如意一個字還未来及說,沈致远早起了疼惜之意,他快步又走下台阶,想要去搀扶沈秋彤,沈秋彤原想着求沈如意過来替她治腿疾,因众人都在此看着,众目睽睽之下,沈如意为博一個贤良名儿也不会不管她,就算是做做表面文章,她也会假心假意的看看,谁知自個的父亲跑的比谁都快。
她心裡微有感动,原本父亲還是关心她的,可這会子来关心她又有什么用?他早去了哪裡,如今就算父亲天天把她当心肝宝贝一样供着也沒有任何用了,因为她是個沒有前途的人,纵使有再多的关爱也洗不净她身上的肮脏,她的身子脏了,她的心也跟着脏了,她抬眸偷偷望了一眼沈如意,沈如意竟然沒有下来的意思。
她冷笑一声,心裡突然浮起一個可怕而疯狂的想法,刺杀父亲比刺杀沈如意容易多了,她本不想這样做的,可为了让沈如意痛心,为了让她的定亲之礼染上血光之灾她什么都愿意做,也什么都敢做,她想起娘死前那凄惨的样子,還有沈秋凉那可怕的如魔鬼般的样子,都是沈如意害的,若不是沈如意,娘和沈秋凉也不会费尽心计,到最后害了自己又害了她。
沈如意就是個祸害,她杜氏母女的祸害,她仿佛听到娘在她耳边說:“杀了他,杀了他,他是個负心薄情的大夫,是個冷漠偏心的父亲,杀了他就能让沈如意心碎……”
她的心在呐喊,她的泪汹涌而至,那泪落在沈致远的眼裡益发激起了他的不忍,他轻轻道:“彤儿,听话,为父扶你起来,到时候你三姐姐会替你治腿疾的。”
“父亲,如果你早点這样待我多好。”她笑的冷凄,口裡只嗫嚅道,“只可惜太迟了,迟了我已经不想要,也要不起了。

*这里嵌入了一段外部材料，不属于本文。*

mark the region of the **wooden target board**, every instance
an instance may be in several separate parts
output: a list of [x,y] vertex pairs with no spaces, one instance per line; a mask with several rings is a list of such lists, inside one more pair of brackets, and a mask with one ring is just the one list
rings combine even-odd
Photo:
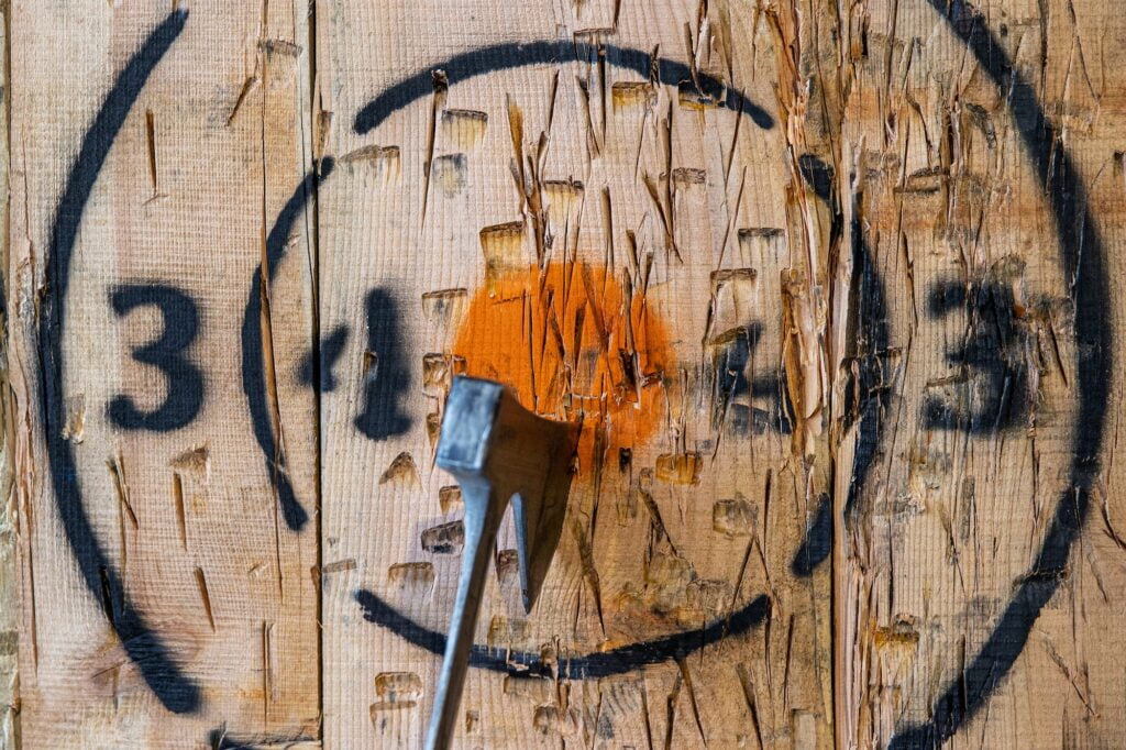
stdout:
[[11,0],[0,736],[420,747],[464,374],[457,747],[1114,747],[1115,10]]

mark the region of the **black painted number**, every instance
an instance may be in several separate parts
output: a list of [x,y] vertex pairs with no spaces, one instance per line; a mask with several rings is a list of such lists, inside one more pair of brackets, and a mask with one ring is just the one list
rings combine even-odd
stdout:
[[161,315],[160,336],[133,350],[133,358],[162,373],[168,392],[153,411],[141,411],[127,395],[109,402],[109,419],[129,430],[168,432],[189,423],[204,403],[204,376],[185,351],[199,332],[199,310],[187,294],[161,284],[131,284],[116,287],[109,304],[118,318],[137,307],[157,307]]

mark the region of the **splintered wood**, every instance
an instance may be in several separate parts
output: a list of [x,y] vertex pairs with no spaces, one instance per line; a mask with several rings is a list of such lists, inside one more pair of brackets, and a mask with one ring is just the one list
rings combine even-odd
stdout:
[[1116,6],[5,8],[0,747],[1120,743]]

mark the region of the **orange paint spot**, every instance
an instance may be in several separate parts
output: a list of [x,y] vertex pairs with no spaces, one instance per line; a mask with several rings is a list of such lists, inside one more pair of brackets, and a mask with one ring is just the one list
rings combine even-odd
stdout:
[[659,314],[605,267],[581,262],[492,276],[470,303],[453,354],[467,375],[504,383],[536,413],[582,420],[582,472],[596,455],[655,434],[661,376],[673,361]]

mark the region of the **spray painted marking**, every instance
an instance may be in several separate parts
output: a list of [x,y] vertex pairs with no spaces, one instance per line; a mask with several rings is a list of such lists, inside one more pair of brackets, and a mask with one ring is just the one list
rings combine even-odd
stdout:
[[175,11],[152,30],[117,74],[93,123],[82,137],[82,145],[66,177],[66,187],[59,199],[51,227],[52,250],[47,258],[46,282],[53,294],[43,306],[38,329],[39,364],[43,369],[39,377],[39,400],[47,461],[51,464],[55,507],[66,542],[90,595],[98,601],[102,600],[105,591],[110,593],[110,599],[117,598],[118,605],[106,613],[109,624],[145,684],[166,708],[176,713],[193,712],[199,707],[199,688],[184,673],[164,643],[125,595],[120,575],[98,544],[86,515],[74,453],[70,441],[63,437],[66,408],[63,394],[65,364],[62,338],[71,259],[90,193],[133,104],[157,64],[184,30],[187,18],[187,10]]

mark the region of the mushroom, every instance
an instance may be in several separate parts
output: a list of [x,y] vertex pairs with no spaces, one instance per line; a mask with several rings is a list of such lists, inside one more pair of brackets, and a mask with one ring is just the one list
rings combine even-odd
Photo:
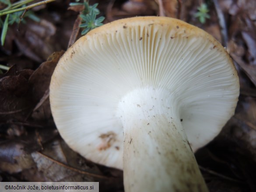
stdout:
[[239,89],[231,59],[210,35],[175,19],[136,17],[70,48],[50,100],[64,140],[123,169],[126,192],[206,192],[193,152],[234,114]]

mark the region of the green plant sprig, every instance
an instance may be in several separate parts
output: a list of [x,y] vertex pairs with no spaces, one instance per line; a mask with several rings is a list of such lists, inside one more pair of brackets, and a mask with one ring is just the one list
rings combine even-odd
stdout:
[[202,24],[205,23],[206,19],[210,19],[210,16],[208,12],[209,9],[206,3],[202,3],[197,7],[198,11],[195,14],[195,17],[198,18],[199,21]]
[[78,2],[79,0],[76,1],[76,3],[70,3],[70,6],[82,5],[84,7],[84,10],[80,14],[82,23],[79,27],[84,28],[81,32],[82,35],[85,35],[92,29],[103,24],[102,22],[105,19],[105,17],[102,16],[96,19],[97,15],[100,14],[99,10],[97,8],[98,3],[90,5],[86,0],[84,0],[82,3]]
[[34,21],[39,22],[40,21],[40,19],[35,16],[33,11],[29,10],[35,7],[46,4],[56,0],[45,0],[26,5],[27,3],[35,0],[21,0],[12,4],[10,0],[0,0],[0,2],[7,5],[6,7],[2,10],[0,10],[0,17],[6,15],[4,22],[0,17],[0,28],[2,28],[1,34],[1,45],[2,46],[4,45],[4,44],[9,25],[12,25],[14,22],[17,23],[19,23],[21,21],[25,22],[25,20],[22,19],[27,17]]

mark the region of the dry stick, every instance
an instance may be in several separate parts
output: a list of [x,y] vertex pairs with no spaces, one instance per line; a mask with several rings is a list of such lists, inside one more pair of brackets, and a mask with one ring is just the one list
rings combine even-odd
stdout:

”
“彤儿,你說什么?”
沈秋彤摇了摇头道:“女儿沒說什么,女儿只是高兴,高兴父亲有一日会待我這样好……這样好……”
沈秋彤說着,手却缓缓伸向袖笼内,沒有人会想到她会作此举动,就连如意也从未想到沈秋彤会将黑手伸向自己的亲生父亲,就算沈秋彤再恨再怨,也是怨的她沈如意,怎会要刺杀了自己的父亲。
可事情往往不是你所想像的,就连沈秋彤自己也未想到,她今日来会是這样的结果,可她沒有法子,要想让沈如意不好過,她最直接也是最容易的法子就是杀了自己的父亲,若父亲死了,看她沈如意還会不会這样得意,看她沈如意会不会伤心,其实她该杀了沈景楠的,只可惜沈景楠身边有個老不死的顾嬷嬷,她根本无从下手。
這府裡沈如意在意的也就那么几個,除了沈景楠就是父亲和沈如芝,沈如芝对自己有戒心,而唯一对自己沒有戒心的便是父亲,她的手开始作抖,金属独有的冷硬触及到她的指尖,她指尖微微一颤,也罢!她活着也沒什么意思,杀了父亲她就给父亲陪葬去。